Der Römer und die StaSi

Aus der losen Reihe "Der Wert der Dinge"

Dies ist das Jahr der "silbernen" Jubiläen. Der Mann und ich sind 25 Jahre verheiratet, unserer Großer wird 25 und vor 25 Jahren öffneten sich die Grenzen zur damaligen DDR. Von einem Tag auf den anderen war so vieles verschwunden, was auch uns Menschen im Westen jahrzehntelang auf der Seele gelastet hatte. 
Auch Westdeutsche, besonders die mit privaten oder beruflichen Ostkontakten standen teilweise unter Beobachtung der StaSi. Oder des BND. Oder des MAD wie Bundeswehrangehörige. Manchmal war da so ein komisches Knacken im Telefon. 
Am Schlimmsten aber war immer das Gefühl, dass Pakete von Oma und Opa oder in den Osten verschickte Pakete von irgendjemandem geöffnet worden sein konnten. 
Viel hatten meine Großeltern nicht, nur kleine Renten, aber sie wollten uns dennoch etwas Gutes tun. So schickte meine Oma einmal zwei Pakete mit Bleikristall-Weingläsern - Römern, die in den 60ern schick und modern waren.

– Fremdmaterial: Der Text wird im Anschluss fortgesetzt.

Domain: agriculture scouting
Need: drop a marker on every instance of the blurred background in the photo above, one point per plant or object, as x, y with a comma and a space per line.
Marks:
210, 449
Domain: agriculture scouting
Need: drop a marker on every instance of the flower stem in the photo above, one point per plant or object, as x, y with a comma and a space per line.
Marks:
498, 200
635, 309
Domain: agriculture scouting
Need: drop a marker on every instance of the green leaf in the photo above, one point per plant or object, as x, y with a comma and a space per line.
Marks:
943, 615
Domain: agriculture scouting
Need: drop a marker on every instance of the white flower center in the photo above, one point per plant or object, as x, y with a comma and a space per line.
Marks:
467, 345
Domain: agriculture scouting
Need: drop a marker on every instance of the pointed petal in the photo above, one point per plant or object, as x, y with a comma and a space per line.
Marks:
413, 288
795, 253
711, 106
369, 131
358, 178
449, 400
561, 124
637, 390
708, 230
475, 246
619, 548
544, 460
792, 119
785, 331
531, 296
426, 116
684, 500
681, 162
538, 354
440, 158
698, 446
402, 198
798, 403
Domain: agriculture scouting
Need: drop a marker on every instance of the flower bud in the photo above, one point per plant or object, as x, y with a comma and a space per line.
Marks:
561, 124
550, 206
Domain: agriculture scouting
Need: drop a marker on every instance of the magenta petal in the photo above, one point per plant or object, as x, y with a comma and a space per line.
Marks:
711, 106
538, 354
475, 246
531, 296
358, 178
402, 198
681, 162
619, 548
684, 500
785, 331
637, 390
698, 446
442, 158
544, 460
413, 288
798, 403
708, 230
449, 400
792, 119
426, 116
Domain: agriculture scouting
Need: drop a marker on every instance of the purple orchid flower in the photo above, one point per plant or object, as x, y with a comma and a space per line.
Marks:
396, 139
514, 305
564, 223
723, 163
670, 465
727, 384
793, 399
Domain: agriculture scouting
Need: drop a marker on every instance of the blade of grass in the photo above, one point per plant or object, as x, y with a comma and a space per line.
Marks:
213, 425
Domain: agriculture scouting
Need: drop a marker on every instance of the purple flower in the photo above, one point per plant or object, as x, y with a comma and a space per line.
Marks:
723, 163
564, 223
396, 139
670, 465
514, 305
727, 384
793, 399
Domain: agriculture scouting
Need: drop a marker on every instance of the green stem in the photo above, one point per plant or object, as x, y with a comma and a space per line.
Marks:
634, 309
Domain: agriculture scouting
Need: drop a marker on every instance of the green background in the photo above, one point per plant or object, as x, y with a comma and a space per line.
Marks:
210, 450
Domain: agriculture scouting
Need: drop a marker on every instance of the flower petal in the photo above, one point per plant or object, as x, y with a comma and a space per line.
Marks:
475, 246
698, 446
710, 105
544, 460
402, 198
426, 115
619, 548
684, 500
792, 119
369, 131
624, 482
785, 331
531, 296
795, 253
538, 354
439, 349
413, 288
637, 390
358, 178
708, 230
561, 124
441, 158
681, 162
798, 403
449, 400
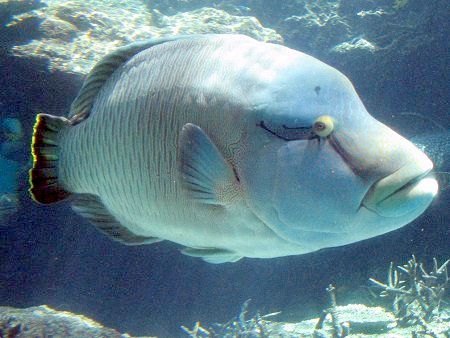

Das Päckchen mit den wohlverpackten lilafarbenen Gläsern kam heil bei uns zu Hause an, aber die ebenso gut verpackten grünen Römer waren direkt unter dem Kelch zerbrochen. Hatten die Postboten Weitwurf damit gespielt? Hatte uns jemand diese Gläser nicht gegönnt? Wir wussten es nicht. Mein Mutter warf die Bruchstücke heulend in den Mülleimer. Damit war für sie der ärgerliche Fall erledigt. Für mich als Kind eigentlich auch. Die beiden Gläser zogen irgendwann in mein Speisezimmer -"Die passen bei Dir besser hin!" der übliche Trennungs- und Rausschmeißsatz meiner Eltern.
Die beiden Gläser standen dann allein in einem Wandschränkchen. Bis zu dem Tag, als ich auf einem Flohmarkt diese beiden anderen bunten Gläser fand. Eines in Blau und das andere in genau dem Flaschengrün, das die zerbrochenen Gläser gehabt hatten.